I never had heard the story about the cornucopia, really interesting.

I have an audio book, I've yet to listen to about Greek myths. I must get to it.

Have a great week.

Linda Lum (author) from Washington State, USA on May 20, 2019:

Shauna, it's a good thing that Eric came to the rescue. This post was looking mighty puny. Next week will be better, I promise.

Shauna L Bowling from Central Florida on May 20, 2019:

Lots of science in this installment, Linda. Sometimes when we're told not to do something, we're not told why. Scientific explanations are irrefutable.

I love the story behind horn of plenty. I'd not heard it before. Thanks for the education!

Linda Lum (author) from Washington State, USA on May 20, 2019:

Bill, thanks for the affirmation. Have a great week my friend.

Linda Lum (author) from Washington State, USA on May 20, 2019:

Pamela, a short but sweet one this week, easy-peasy as we say in the Carb Diva household. Thank you for your kind comments. I hope you have a wonderful week as well.

Bill Holland from Olympia, WA on May 20, 2019:

All true about eggs. We get a multiple of uses from our eggs and yes, old eggs DO float!!!

Happy cool Monday, Linda! Have a great week!

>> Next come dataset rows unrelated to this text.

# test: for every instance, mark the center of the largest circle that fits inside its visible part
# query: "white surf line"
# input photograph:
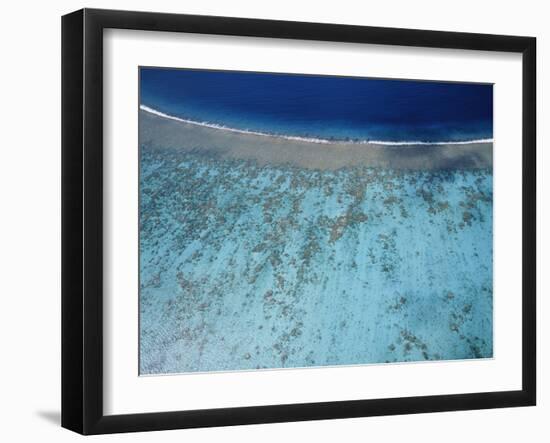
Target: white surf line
(310, 140)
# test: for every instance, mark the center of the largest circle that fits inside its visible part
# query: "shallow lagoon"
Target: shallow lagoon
(245, 266)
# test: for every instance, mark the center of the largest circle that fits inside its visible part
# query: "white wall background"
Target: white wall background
(30, 218)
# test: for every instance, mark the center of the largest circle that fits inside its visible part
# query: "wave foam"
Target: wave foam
(307, 139)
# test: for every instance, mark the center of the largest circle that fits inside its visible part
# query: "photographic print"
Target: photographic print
(295, 221)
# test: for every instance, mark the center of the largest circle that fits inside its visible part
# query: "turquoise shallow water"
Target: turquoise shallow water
(245, 267)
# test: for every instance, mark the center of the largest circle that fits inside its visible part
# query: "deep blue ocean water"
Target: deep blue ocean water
(323, 106)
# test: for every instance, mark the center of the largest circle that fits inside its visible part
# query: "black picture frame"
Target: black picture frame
(82, 216)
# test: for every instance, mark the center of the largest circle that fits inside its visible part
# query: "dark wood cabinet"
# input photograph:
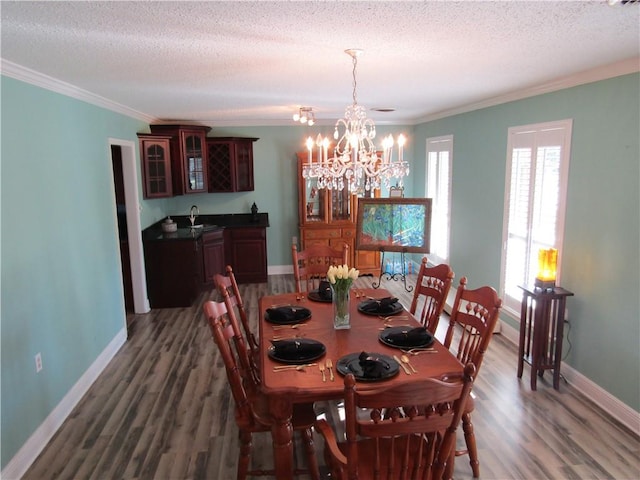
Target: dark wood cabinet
(230, 164)
(246, 252)
(174, 272)
(212, 255)
(328, 217)
(155, 153)
(188, 156)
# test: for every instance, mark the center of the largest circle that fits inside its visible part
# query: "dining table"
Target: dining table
(289, 386)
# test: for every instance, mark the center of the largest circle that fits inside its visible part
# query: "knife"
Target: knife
(404, 367)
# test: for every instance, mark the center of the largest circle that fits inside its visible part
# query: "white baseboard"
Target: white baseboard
(603, 399)
(27, 454)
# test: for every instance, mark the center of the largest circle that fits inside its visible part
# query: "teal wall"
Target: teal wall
(601, 254)
(61, 284)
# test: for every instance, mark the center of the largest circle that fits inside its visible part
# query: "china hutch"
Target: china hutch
(328, 217)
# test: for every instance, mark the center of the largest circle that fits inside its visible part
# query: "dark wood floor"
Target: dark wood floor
(162, 410)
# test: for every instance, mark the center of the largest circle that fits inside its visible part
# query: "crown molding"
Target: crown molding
(38, 79)
(605, 72)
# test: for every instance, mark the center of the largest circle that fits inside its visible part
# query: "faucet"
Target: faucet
(192, 215)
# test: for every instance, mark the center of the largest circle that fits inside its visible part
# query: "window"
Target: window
(438, 188)
(535, 193)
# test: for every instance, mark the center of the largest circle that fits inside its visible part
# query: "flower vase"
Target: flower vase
(340, 295)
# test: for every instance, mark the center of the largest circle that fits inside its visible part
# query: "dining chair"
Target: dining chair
(311, 264)
(251, 406)
(404, 441)
(475, 313)
(431, 290)
(228, 289)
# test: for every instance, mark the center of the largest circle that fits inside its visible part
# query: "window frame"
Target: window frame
(539, 131)
(439, 142)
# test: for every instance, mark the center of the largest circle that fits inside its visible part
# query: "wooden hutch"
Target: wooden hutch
(328, 217)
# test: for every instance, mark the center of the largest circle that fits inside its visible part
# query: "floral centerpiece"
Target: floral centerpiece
(341, 278)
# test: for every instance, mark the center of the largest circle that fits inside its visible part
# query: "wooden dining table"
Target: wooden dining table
(284, 389)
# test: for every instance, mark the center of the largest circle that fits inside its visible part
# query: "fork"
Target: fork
(329, 363)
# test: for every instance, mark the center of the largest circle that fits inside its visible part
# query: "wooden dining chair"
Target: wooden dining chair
(474, 316)
(251, 406)
(401, 442)
(311, 264)
(228, 289)
(431, 290)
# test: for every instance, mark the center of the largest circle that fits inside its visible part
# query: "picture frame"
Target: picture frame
(394, 224)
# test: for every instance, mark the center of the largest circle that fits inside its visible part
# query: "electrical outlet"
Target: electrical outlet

Pamela Oglesby from Sunny Florida on May 20, 2019:

I love the addition of a kitty picture to your Monday post. This is an interesting article with some history again, and I like learning new things also. I have never used aluminum pans, but have used cast iron, stainless steel and some with copper over the years. It is always good to know what is safe. Thanks Linda for another good article to start the week, and I hope your's is a good one.